Montalto Marche (Ascoli Piceno), 16 aprile 2012 – Incontriamo padre Mario Bartolini nella sacrestia della concattedrale di Montalto, nell’ora di attesa tra una messa e l’altra. Da trentaquattro anni in Perù, da sei assente dall’Italia, per il missionario Passionista di Valcinante di Roccafluvione, questa è solo una delle tante tappe che affronterà nella sua parentesi italiana per sensibilizzare la gente di qui sulle problematiche relative allo sfruttamento delle risorse e dei popoli dell’Amazzonia. A giugno ritornerà, da uomo libero, alla sua parrocchia di Barranquita, piccola cittadina del nord Perù, per riprendere le sue battaglie in difesa dei diritti degli indios.

Padre Mario, com’è stato tornare a casa dopo tutto quello che è successo?
“Innanzitutto devo ringraziare il Signore e tutte le persone che in un modo o nell’altro hanno fatto sì che potessi tornare, dato che per quanto riguarda i processi siamo stati assolti tutti”.

Un processo in cui, dopo mesi di arresti domiciliari e l’accusa di istigazione alla rivolta, ha rischiato fino a 11 anni di carcere e l’espulsione dal Perù, che avrebbe significato abbandonare le lotte di una vita.
“Il nostro processo era la conseguenza della protesta del 2009. Con l’assoluzione si chiude questo periodo, ma le problematiche restano ancora lì, e sono la difesa della terra, dei boschi, dell’acqua”.

Cos’è cambiato dopo le proteste?
“Alcuni dei decreti che consentivano alle multinazionali di sfruttare a piacimento le risorse dell’Amazzonia sono stati derogati dal Congresso.
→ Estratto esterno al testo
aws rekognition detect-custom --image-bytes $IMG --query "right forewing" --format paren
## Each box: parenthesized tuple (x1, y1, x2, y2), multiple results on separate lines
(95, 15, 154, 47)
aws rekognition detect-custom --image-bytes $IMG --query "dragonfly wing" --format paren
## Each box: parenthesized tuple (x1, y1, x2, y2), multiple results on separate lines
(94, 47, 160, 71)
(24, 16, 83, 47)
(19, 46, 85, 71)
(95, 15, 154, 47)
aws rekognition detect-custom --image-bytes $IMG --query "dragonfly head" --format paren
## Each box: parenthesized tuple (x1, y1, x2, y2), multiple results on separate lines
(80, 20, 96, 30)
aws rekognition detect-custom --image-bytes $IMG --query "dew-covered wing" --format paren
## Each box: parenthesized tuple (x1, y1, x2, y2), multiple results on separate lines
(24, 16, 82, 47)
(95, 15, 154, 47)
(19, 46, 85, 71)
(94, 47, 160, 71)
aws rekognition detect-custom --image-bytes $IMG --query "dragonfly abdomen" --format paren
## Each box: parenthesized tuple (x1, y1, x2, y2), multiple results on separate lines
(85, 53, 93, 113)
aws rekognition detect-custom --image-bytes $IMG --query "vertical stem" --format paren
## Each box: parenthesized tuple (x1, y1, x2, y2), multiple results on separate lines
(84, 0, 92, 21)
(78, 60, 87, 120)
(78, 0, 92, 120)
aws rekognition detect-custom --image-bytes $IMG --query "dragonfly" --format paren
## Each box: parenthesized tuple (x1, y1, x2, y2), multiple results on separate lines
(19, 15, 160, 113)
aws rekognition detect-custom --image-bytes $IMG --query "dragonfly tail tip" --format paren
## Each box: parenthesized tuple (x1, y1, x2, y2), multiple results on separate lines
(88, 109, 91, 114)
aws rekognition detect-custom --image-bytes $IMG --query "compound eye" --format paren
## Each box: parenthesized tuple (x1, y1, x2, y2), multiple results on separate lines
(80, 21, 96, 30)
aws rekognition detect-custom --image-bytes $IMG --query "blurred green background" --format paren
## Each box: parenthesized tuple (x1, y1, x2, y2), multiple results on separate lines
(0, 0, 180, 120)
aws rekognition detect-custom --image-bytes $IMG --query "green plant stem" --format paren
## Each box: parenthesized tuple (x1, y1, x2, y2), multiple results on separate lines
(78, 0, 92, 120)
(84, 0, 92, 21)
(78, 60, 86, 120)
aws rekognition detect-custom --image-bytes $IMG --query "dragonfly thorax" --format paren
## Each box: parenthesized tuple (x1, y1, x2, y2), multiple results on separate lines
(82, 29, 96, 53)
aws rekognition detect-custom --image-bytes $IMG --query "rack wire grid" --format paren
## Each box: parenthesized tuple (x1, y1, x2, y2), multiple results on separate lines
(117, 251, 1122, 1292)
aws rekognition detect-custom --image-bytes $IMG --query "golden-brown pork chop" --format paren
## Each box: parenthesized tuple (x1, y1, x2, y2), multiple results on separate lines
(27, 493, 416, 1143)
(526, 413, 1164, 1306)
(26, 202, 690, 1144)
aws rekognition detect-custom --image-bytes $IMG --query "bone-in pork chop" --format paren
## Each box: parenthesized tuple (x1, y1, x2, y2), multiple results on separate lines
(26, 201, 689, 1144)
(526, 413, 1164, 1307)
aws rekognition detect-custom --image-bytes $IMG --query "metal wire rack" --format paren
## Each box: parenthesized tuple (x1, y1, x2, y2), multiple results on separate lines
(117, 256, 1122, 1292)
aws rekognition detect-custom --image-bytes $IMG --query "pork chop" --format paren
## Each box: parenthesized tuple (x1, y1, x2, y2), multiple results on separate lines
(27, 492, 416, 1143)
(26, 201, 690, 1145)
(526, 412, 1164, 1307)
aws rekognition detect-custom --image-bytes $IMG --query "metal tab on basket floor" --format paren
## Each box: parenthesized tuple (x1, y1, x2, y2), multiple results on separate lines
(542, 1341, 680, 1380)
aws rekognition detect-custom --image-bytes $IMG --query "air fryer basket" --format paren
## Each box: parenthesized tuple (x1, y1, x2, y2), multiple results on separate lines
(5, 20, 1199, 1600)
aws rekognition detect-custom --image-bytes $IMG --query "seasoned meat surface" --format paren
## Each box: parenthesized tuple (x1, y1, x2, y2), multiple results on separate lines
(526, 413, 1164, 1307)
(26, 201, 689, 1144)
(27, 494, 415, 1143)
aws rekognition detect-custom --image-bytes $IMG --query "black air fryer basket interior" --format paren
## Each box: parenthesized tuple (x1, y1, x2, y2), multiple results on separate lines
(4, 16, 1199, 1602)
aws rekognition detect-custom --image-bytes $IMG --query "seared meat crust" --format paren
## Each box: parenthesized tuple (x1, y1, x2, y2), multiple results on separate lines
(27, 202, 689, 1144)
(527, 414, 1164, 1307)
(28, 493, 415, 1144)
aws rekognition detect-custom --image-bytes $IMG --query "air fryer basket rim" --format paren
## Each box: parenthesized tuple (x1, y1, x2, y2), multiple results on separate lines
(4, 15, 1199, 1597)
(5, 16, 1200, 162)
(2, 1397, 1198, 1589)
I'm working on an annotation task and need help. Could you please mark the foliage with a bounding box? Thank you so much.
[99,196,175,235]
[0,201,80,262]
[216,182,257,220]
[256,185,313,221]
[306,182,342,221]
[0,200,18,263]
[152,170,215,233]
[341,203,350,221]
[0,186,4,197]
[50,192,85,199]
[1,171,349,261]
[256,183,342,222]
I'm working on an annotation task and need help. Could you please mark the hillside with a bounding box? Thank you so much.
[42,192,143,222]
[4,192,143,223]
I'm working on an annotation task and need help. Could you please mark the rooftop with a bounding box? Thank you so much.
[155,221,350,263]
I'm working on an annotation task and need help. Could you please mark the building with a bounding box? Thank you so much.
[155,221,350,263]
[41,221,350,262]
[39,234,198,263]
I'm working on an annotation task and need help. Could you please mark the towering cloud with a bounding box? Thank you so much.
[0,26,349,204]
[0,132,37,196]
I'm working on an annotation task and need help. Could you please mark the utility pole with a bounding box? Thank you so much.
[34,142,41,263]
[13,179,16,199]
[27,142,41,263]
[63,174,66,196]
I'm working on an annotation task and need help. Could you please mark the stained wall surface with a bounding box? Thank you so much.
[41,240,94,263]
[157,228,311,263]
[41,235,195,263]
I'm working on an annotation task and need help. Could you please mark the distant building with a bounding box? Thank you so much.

Però i decreti contro l’Amazzonia sono centinaia, di cui moltissimi incostituzionali. Ad ogni modo, la protesta ha significato un cambio forte nella politica interna peruviana: prima gli indigeni non esistevano, oggi i governanti sanno che devono tenerne conto, sanno che prima di varare certe leggi devono ottenere il loro consenso, e che devono tenere presente la legislazione internazionale”.

Quanto è stata estesa la protesta per i diritti degli abitanti dell’amazzonia?
“In tutto, ci sono state più di 240 agitazioni sociali in tutta la regione di Amazonas. Tutte le comunità indigene si sono organizzate, perché le problematiche sono state identiche ovunque e si sono manifestate nello stesso tempo”.

Ci sono stati anche scontri con molti morti, secondo alcune fonti ci sono state decine di vittime.
“I morti ci sono stati a Bagua, non si sa quanti, il governo ha tentato di coprire tutto in mille modi. Le proteste di Barranquita si sono mantenute pacifiche, e sono terminate con la deroga a due micidiali decreti anti Amazzonia”.

I mezzi di informazione che ruolo hanno avuto nel diffondere e far conoscere all’opinione pubblica le ragioni della protesta?
“Nella regione amazzonica non c’è internet, le notizie viaggiano per lo più via radio, la diffusione è più lenta. E poi, c’è la stampa libera, e c’è la stampa al servizio del sistema. In questo mondo globalizzato, però, non esistono problemi isolati, tutto ha rilevanza mondiale. Per questo è stato possibile portare avanti la protesta con successo e il mio ringraziamento va a tutti coloro che hanno contribuito a sensibilizzare l’opinione pubblica sulla questione amazzonica”.

Lei non è l’unico missionario impegnato in quella regione al fianco degli indigeni. Che vuol dire oggi fare il missionario, lottare in difesa di certi diritti?
“Vuol dire mettere a rischio la propria vita, se uno vuole vivere il Vangelo. Se invece uno decide di adeguarsi al sistema, allora non rischia nulla”.
 

Lei è stato anche minacciato di morte durante gli anni trascorsi al fianco dei popoli indigeni.
“Minacciato più di una volta, hanno anche tentato di uccidermi”.

Ha saputo chi la voleva morto?
“So chi ha cercato di uccidermi, so chi erano i mandanti. Quando poi, tempo dopo, questa persona è morta, i mandanti di allora hanno cercato di accusare me della sua morte. Questi sono i mezzi che usa il sistema, queste le subdole vie che adotta per far fuori chi si oppone ad esso”.